Chegou a ser publicada? Você conheceu o Jim Shooter, ele chegou a lembrar do seu teste no Try Out? Conte mais da sua experiência na Marvel.

Essa HQ do Conan e do Wolverine (“Wild”) eu fiz como teste, depois de conversar com o editor Joe Quesada no fim do ano 2000(O Jim Shooter não era mais o editor nessa época) numa convenção no sul de New Jersey, onde eu conheci também o Alex Ross, que falou pra mim aquilo que todo artista latino americano deve ouvir: “Nossa, você faz isso lá no Brasil, estou surpreso, wow!..” enfim, o Alex Ross foi muito simpático, mas deixou claro que, mesmo com Luke Ross, Mike Deodato, etc, os caras não sabem que não só de macacos vive o Brasil (desculpa aí, Stallone)! Aí troquei uns contatos e cartões, pouco depois mandei as páginas. Mas, foi só um teste, o Joe Quesada gostou e mandou pra mim um roteiro do Homem-Aranha pra eu fazer o lápis, ainda como teste.

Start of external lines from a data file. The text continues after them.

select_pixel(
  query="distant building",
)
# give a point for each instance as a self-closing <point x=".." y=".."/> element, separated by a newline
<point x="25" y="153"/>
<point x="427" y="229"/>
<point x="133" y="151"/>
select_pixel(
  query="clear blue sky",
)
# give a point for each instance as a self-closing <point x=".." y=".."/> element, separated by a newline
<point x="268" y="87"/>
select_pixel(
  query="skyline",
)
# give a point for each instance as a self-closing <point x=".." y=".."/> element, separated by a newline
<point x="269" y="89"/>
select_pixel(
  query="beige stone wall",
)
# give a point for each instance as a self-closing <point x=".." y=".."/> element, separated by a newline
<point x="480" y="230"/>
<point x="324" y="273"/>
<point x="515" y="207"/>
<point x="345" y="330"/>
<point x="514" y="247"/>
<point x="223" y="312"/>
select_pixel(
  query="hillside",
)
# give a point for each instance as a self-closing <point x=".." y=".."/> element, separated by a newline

Mas, foi uma época que eu tava meio revoltado e queria fazer um quadrinho mais underground, me sentia obrigado de tentar a Marvel pelo simples fato de morar nos EUA. Fiquei enrolando e não fiz os testes.

Pra completar, aconteceu o lance do World Trade Center e eu quis sumir dos EUA, fiquei  traumatizado com aquilo, saca? E aí voltei correndo pro Brasil ! Podem me chamar de imbecil, pois perdi uma puta chance naquela época, mas acho que nada é por acaso. Hoje estou bem contente com os rumos que a minha vida tem levado.

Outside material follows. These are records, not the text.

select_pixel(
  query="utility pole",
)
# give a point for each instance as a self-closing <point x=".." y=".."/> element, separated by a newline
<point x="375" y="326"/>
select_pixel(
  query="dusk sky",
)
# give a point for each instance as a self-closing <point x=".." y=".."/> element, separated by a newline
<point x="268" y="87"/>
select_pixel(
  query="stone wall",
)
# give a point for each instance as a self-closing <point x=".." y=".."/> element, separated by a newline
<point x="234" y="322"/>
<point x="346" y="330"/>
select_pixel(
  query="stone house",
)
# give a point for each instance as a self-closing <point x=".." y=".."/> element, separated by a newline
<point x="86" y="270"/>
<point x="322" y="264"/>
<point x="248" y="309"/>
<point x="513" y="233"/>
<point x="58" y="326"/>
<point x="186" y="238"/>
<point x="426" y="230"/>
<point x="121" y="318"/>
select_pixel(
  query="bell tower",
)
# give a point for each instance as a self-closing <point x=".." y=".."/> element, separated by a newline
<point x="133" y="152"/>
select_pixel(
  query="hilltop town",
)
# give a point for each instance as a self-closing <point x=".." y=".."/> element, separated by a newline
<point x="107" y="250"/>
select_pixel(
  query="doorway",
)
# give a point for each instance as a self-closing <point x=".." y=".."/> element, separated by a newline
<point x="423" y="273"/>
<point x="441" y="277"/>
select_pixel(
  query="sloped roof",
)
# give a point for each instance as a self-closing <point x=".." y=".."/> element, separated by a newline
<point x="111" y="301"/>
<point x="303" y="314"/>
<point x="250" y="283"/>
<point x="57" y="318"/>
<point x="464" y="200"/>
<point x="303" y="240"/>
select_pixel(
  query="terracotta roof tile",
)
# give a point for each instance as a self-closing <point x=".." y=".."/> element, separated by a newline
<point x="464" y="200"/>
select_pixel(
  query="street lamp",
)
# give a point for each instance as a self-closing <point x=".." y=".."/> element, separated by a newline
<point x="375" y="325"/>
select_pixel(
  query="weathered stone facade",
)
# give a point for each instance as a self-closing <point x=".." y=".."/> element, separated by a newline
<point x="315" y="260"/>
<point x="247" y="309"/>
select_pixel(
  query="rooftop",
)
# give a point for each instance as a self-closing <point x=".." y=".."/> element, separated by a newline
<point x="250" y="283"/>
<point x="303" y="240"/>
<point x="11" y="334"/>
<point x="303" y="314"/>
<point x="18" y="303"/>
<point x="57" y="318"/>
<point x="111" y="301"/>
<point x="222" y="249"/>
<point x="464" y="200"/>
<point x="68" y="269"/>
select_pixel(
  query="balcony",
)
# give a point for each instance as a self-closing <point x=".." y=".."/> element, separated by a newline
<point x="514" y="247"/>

8-E hoje você voltaria a morar nos EUA ou você prefere o Brasil?
 
Prefiro o Brasil!!! E só voltaria a morar por lá se tivesse uma proposta bem interessante na minha área e que fosse muito bem remunerada.

Mas,sinceramente,eu nunca vou esquecer aquele 11 de setembro de 2001. Eu fui buscar minha esposa no trabalho dela,quando vi o World Trade Center em chamas na minha frente, do outro lado, na Ilha de Manhattan. Eu sentia o calor dos prédios queimando, enquanto alguém do meu lado dizia: “Será que há algo radioativo lá? Esse calor não é normal!”.

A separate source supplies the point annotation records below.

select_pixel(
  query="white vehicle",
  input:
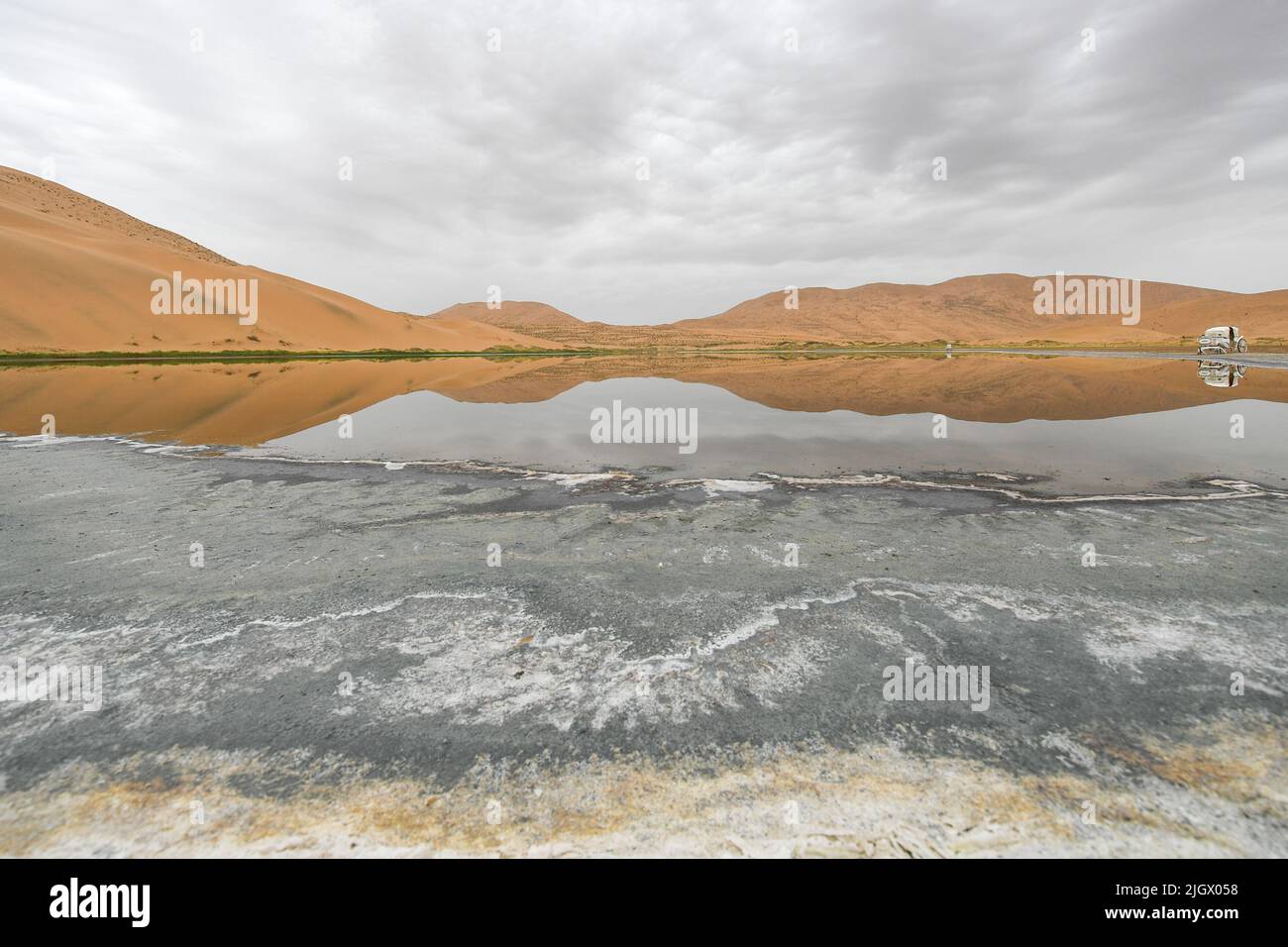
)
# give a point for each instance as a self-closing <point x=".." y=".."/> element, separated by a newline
<point x="1222" y="373"/>
<point x="1222" y="341"/>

Bem, pânico à parte, aquilo tudo foi a gota d’água pra mim! Não via a minha família há quase dois anos e sentia um medo que parecia muito real pra mim. Pra completar, uns dias depois minha mulher soube que estava grávida, e um mês depois perdemos o bebê.

Aí fizemos uma loucura, demos todos os nossos móveis pro Exército da Salvação e fomos pro Brasil. A Kimmie era maluca pra conhecer o Brasil! Em menos de um mês aqui ela já estava grávida de novo, e desde então ficamos definitivamente em São Paulo. Pra ser sincero eu me senti frustrado por ter saído dos EUA traumatizado e isso me fez perder alguns anos em terapia. Mas não me arrependo. Antes de ir para os EUA eu sonhava em ir para Europa, mas fui para a Terra do Tio Sam por ter amigos por lá. Acho que minha mulher é americana por algum erro geográfico,pois ela não morre nem um pouco de amores pelo “American Dream” (risos)!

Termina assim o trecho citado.